President Ferdinand R. Marcos Jr. on Thursday said the government may resort to providing scholarships for nurses and other medical workers as many countries scramble to find healthcare professionals to man their hospitals and medical facilities.
In a meeting in Malacańang with representatives of the healthcare cluster of the Private Sector Advisory Council (PSAC), the President said that although the government can’t prevent nurses from leaving for high-paying jobs abroad, they must at least serve their country if they avail of the government scholarship program.
“Lahat, nurses. Naghahanap… Everybody that I talk to, especially from the States and from Europe… So the only thing is that the scholarship program, that you know, you can’t hold people back from a better life, from a better living…” the President said during the meeting.
“But I think it’s fair that if you provide scholarship, that you expect that there are… mag-serbisyo muna sila ng ilang taon. Hindi babayaran ‘yung scholarship eh. They don’t need to pay that,” the President pointed out.
Department of Health (DOH) Officer-in-Charge Undersecretary Maria Rosario Vergeire said the DOH had started discussions with the deans of the University of the Philippines and other allied healthcare services for the government’s “ladderized” scholarship program.
The DOH official expressed hope to produce more nurses as the government implements the program, although it will take two to three years for it to bear fruit.
Vergeire also told the President that the DOH had initial talks with the Department of Migrant Workers (DMW) for exchange programs with other countries needing healthcare workers.
“So in turn we are going to propose that if we can provide them with these numbers that they need, they [would] provide us also, for example, scholarships for a number of our healthcare workers here,” Vergeire said, adding that graduates have to stay in the country for two years before they can be deployed abroad.
Part of DMW’s plans is to secure deals with the country’s bilateral partners or countries to provide funds for scholarships in the Philippines, Vergeire said, noting after graduation, the scholars will be required to serve their communities for a certain period before they could seek overseas employment.
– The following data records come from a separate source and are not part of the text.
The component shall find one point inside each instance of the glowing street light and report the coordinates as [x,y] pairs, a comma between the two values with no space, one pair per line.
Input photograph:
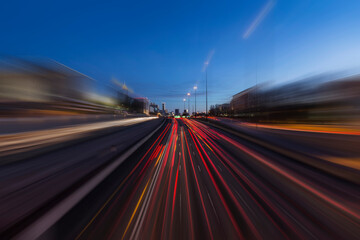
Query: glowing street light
[188,94]
[195,87]
[184,105]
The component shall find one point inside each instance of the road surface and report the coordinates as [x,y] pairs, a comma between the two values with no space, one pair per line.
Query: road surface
[191,180]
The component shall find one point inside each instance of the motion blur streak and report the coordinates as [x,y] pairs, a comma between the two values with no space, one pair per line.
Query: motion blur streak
[197,181]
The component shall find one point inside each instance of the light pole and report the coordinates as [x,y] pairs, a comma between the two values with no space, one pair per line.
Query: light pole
[188,103]
[184,105]
[206,91]
[195,99]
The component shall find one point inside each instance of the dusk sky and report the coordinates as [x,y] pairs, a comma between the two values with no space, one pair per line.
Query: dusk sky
[159,48]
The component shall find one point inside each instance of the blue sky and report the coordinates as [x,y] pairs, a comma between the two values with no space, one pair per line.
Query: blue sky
[159,47]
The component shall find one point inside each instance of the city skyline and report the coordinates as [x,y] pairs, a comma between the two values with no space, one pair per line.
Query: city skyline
[161,52]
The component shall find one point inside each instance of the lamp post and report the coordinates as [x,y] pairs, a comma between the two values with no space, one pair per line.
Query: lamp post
[195,99]
[206,91]
[188,94]
[184,105]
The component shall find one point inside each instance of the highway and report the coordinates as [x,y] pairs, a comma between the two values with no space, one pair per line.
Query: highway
[193,180]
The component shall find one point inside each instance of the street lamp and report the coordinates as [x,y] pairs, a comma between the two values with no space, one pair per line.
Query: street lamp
[195,87]
[184,105]
[188,94]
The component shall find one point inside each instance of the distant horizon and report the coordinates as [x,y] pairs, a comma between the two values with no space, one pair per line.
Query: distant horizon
[160,50]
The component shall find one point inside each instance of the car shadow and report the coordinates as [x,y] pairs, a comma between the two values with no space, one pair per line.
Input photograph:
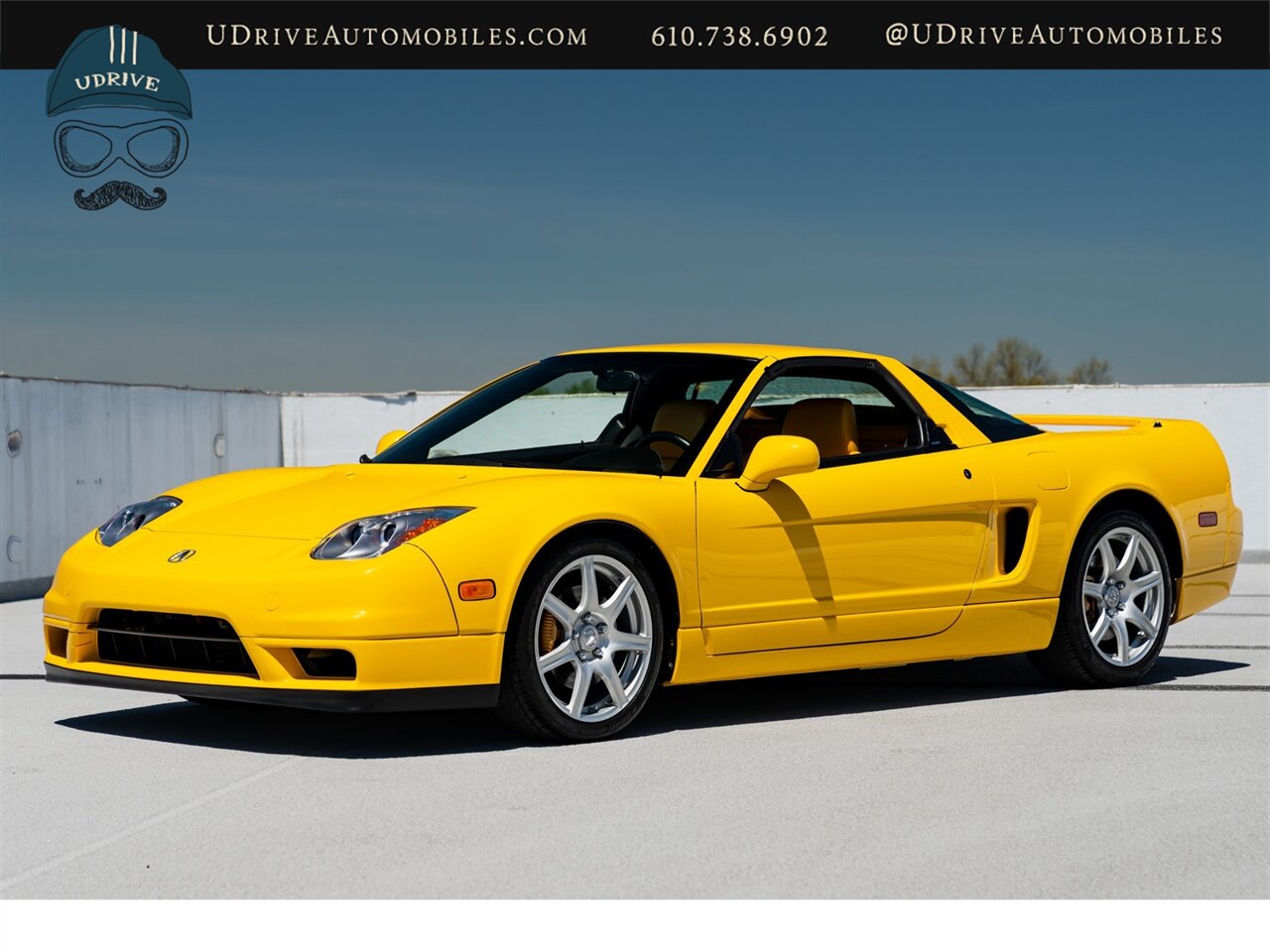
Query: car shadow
[275,730]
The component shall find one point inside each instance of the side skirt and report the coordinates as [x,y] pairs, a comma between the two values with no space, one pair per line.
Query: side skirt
[997,629]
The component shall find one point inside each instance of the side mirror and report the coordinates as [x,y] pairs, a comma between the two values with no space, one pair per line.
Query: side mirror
[774,457]
[388,439]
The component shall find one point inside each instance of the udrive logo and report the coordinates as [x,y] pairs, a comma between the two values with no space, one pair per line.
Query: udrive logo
[104,71]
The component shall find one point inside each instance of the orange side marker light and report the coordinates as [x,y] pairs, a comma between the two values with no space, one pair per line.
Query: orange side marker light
[476,590]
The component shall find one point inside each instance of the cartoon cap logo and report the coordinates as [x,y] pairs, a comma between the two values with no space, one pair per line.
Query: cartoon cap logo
[107,68]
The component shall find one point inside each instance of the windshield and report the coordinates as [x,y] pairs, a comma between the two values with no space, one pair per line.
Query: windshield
[613,412]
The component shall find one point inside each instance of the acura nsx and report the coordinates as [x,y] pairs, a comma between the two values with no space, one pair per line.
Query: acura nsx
[574,535]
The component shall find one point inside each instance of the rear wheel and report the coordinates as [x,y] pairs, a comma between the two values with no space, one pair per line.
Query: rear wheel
[584,647]
[1115,606]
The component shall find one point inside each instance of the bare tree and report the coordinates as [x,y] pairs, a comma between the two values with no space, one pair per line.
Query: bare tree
[1012,362]
[1091,370]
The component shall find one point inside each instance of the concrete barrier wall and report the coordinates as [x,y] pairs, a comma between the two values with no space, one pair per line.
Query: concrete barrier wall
[321,429]
[89,448]
[77,452]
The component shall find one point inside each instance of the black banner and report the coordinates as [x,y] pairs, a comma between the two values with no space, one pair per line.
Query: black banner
[629,35]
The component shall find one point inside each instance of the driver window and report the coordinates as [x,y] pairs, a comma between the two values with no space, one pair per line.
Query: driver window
[849,413]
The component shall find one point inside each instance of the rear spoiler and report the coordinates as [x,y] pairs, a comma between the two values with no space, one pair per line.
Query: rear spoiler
[1088,420]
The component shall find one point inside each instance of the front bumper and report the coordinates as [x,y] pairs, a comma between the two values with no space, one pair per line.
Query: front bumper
[316,699]
[394,615]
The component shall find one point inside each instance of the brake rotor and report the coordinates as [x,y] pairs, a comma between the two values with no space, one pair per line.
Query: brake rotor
[549,633]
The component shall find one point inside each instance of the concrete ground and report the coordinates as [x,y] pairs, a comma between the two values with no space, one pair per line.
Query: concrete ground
[934,780]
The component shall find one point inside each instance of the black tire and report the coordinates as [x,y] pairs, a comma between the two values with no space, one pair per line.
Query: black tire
[525,702]
[1072,657]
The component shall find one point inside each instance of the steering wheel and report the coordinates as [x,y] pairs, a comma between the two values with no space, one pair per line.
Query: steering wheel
[662,436]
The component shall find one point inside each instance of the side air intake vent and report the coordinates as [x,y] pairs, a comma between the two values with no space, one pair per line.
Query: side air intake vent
[1012,538]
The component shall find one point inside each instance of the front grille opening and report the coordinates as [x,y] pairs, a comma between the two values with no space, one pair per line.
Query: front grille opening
[183,643]
[1014,538]
[326,661]
[55,639]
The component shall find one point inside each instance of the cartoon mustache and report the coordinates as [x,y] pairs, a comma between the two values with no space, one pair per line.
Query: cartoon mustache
[112,191]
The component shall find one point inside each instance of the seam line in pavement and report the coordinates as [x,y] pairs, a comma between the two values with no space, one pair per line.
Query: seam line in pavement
[1199,687]
[1222,648]
[1229,615]
[145,824]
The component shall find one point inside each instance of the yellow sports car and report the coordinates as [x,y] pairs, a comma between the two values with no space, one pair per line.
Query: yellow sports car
[585,529]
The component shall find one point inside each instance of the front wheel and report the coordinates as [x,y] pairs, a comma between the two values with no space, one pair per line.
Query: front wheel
[1115,606]
[584,644]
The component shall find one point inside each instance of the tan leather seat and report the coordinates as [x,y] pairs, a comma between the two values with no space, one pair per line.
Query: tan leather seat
[826,421]
[683,416]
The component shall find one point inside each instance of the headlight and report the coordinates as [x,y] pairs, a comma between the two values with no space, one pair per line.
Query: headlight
[376,535]
[131,518]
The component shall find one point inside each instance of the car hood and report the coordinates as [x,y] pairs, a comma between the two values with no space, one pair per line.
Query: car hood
[310,503]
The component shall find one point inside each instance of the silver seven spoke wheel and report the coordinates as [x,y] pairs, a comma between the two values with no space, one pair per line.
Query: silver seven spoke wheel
[594,638]
[1123,597]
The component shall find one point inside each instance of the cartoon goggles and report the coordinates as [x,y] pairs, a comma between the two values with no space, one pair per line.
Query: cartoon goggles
[155,149]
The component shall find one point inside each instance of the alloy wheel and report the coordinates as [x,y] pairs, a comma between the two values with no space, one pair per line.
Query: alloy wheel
[1123,597]
[594,638]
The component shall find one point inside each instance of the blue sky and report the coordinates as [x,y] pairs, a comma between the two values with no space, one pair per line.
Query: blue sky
[393,230]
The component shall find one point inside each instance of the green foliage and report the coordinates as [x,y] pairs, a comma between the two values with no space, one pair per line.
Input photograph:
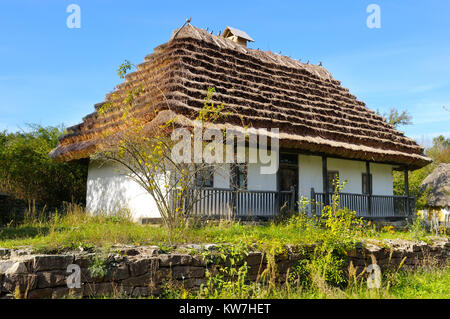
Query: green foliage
[228,278]
[27,172]
[418,229]
[439,153]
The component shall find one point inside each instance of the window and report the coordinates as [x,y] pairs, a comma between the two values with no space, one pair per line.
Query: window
[205,178]
[332,177]
[364,184]
[239,176]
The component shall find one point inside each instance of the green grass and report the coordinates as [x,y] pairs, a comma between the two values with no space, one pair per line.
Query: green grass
[75,228]
[319,277]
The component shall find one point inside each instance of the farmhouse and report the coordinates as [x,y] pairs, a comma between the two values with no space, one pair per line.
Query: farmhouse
[324,131]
𝗕𝗲𝘁𝘁𝗲𝗿 𝗵𝗲𝗮𝗹𝘁𝗵 𝗶𝗻𝘀𝘂𝗿𝗮𝗻𝗰𝗲, 𝗰𝗵𝗲𝗮𝗽𝗲𝗿 𝗺𝗲𝗱𝘀
The PSAC, for its part, expressed commitment to help the Marcos administration in improving the health system, particularly in strengthening the Philippine Health Insurance Corporation (PhilHealth) by providing a third-party assessment that will focus on addressing operational gaps in claims filing, membership application, digitalization and actuarial valuation, among others.
The private sector also vowed to work with the Food and Drug Administration (FDA) to upgrade its systems to obtain accreditation with various international regulatory bodies and raise awareness about the value of generic drugs.
The PSAC members also pledged commitment to bringing in cheaper medicines and addressing the shortage of nurses.
Among those present in the PSAC healthcare sector group meeting were PSAC Strategic Convenor Sabin Aboitiz, PSAC Healthcare Lead Paolo Maximo Borromeo, Filipino-American molecular biologist and priest Dr. Nicanor Austriaco, Metro Pacific Hospital Holdings Inc. CEO Dr. Harish Pillai and Unilab President and CEO Clinton Campos Hess.